Старики еще помнили сокрушительное поражение в последней войне с угурами, но стариков становилось все меньше, а молодые хотели славных побед и новых богатств. И Карын, конечно, им это все обещает. И тихо шепчет самым нетерпеливым, что у Тавегея-де затупились зубы, ослабели руки, ум уже не остр: вон, поглядите, сына родного выгнал из-за девки чужеземной.
А ведь Карын, в отличие от его вечного спутника, второго брата Иргана, тоже умен. Выходит, он как-то понял все про планы отца и решил Баяра уничтожить.
Очень хитро… и совершенно невыгодно Сулиму. Ну уж нет, ему такой расклад не по душе. Понятно ведь, что Карын сейчас хромого не трогает, потому что отец и мать его защищают. А станет он ханом – ох и отыграется братец за все!
— А ведь Илгыз несколько дней, как ушла от Карына, – задумчиво произнес четвертый сын хана. – Говорили люди, что ребенок ее – от Баяра. Что Карын не стерпел, ударил ее, обидел сильно. Илгыз гордая, терпеть не стала. Ушла… к Баяру и уехала.
— Что же нам делать? – встрепенулся Охтыр.
— Я думаю, надо спасать Баяра и Дженну. Потихоньку соберусь и поеду его искать. Ты со мной, мальчик?
— Конечно, о чем речь!
***
Женька держала в руках кубок с отваром. Каждое утро Листян приносила его в шатер. Молча. Осуждающе. Каждое утро Женька, морщась и кривляясь, выпивала это горькое зелье. Наверное, можно было подсластить медом или ягодами, но лекарство должно быть горьким. Почти символично даже – так девушка понимала, что делает что-то… пожалуй, неправильное. Она словно наказывала саму себя отвратительным вкусом отвара.
Сейчас же руки ее дрожали. Вчера еще она была уверена, что решение принято. Она хочет родить Баяру сына. Все женщины рожают, вон, некоторые – и по шестеро детей. Ничего в этом страшного, наверное, нет. Для кохтэ очень важны дети, ведь правда? И Баяр, она точно знала – об этом мечтает.
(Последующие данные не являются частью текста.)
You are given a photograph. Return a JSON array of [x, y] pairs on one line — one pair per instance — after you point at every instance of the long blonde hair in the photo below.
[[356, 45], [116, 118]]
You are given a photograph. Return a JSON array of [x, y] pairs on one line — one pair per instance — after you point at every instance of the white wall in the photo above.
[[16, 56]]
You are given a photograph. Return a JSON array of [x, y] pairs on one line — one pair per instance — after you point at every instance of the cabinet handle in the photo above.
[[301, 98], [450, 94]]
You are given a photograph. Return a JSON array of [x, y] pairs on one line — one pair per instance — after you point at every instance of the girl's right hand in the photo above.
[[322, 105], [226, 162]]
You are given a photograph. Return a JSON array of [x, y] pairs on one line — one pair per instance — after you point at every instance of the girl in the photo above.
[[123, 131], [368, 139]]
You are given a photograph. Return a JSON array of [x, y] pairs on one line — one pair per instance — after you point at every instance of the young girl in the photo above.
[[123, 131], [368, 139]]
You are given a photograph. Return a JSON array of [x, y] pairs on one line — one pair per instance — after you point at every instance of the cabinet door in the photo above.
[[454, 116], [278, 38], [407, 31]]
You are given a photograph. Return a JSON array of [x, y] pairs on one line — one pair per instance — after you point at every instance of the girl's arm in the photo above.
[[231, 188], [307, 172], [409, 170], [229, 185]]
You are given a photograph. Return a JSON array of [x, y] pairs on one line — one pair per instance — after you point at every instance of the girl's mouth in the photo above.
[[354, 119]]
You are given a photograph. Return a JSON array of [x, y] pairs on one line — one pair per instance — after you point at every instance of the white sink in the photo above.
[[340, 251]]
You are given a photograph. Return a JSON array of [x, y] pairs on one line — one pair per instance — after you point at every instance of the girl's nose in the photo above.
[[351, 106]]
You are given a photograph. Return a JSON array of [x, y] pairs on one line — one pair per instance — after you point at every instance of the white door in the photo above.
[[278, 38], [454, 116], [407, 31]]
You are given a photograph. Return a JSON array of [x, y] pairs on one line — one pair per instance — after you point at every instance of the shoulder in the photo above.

Медленно перевернула кубок, сглотнув натужно. Отвар вылился на землю. Вот так. Пусть никто не знает о ее решении, ни к чему. Она и сама пока не поняла, что натворила, а уж остальным и подавно не нужно знать.
Поставила возле шатра кубок, огляделась. Со стороны “обеденной зоны”, как она иронично называла места, где устанавливались котлы для воинов, как обычно раздавались крики.
Ссорились Найра и Гаюна, они вообще сцеплялись по любому поводу. Обе – вдовы, сильные, красивые, обе – Женькины подруги.
– Дженна-аах, – накинулись они на Женьку, едва ее завидев. – Да что нам делать с этим мальчишкой?
— Каким мальчишкой?
— Мором!
Морами тут называли северян, они жили вдоль морского побережья. Женька бы назвала их рюсами, судя по рассказам – моры были крупными бородатыми мужчинами, добывающими на севере драгоценные меха, живущими в деревянных теплых домах. Почему женщины решили, что пленный мальчишка – мор, Женька так и не поняла. Видимо, из-за светлых вьющихся волос и голубых глаз.